Мама с папой сидят лядом со мной, но инокда они куда-то уходят, и тогда я могу записывать свой голос на диктофон. Так называется плиболчик, пла котолый я думал, што это говолящая иглушка.
Ой!..
"Запись номер пятьсот пять от десятого марта две тысячи двадцать пятого года, двадцать один час сорок пять минут.
– Плиходила тетя, котолая мне сделала укол, и мне стало не так больно.

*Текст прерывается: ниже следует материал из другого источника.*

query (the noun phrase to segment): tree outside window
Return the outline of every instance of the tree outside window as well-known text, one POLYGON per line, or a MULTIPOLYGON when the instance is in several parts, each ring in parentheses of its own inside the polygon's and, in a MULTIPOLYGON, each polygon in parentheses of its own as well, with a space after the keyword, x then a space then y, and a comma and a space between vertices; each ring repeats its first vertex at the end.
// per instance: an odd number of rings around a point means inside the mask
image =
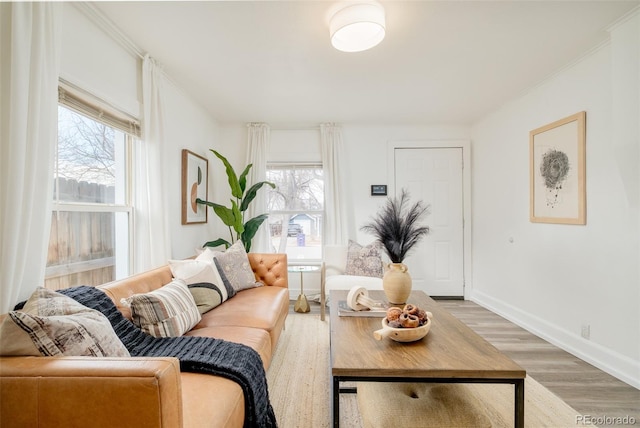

Все лавно больно, но можно и потелпеть.
А штобы не плакать, кокда мне больно, я лучче ласскажу, што со мной сиводня было.
Мы с мамой холошо погуляли. Мы плисли в палк, где было мало налоду.
Там было ялкое солнце, и было тепло.
Мы там сидели на скамеечке и смотлели на делевья, на тлаву, на цветочки, котолые сажали тети-садовники…
А патом мама оставила меня сидеть на лавочке, а сама пошла за моложеным.
Вот…
Я сидел-сидел, а мамы все не было, а патом я увидел дядю. Это был еще не взлослый дядя, а молодой дядя. Он куда-то шел, а потом увидел меня и остановился.
И сказал:
– Клим, это ты? Клим Фёдолов?
Я сказал, что да, и сплосил, откуда он знает, как меня зовут.
А он сказал, что я очень пахож на мальчика, с котолым он вместе лос. Только это было совсем в длугом лайоне голода. Но того мальчика тоже звали Клим Федолов. И тогда он сплосил, как зовут моего папу и мою маму.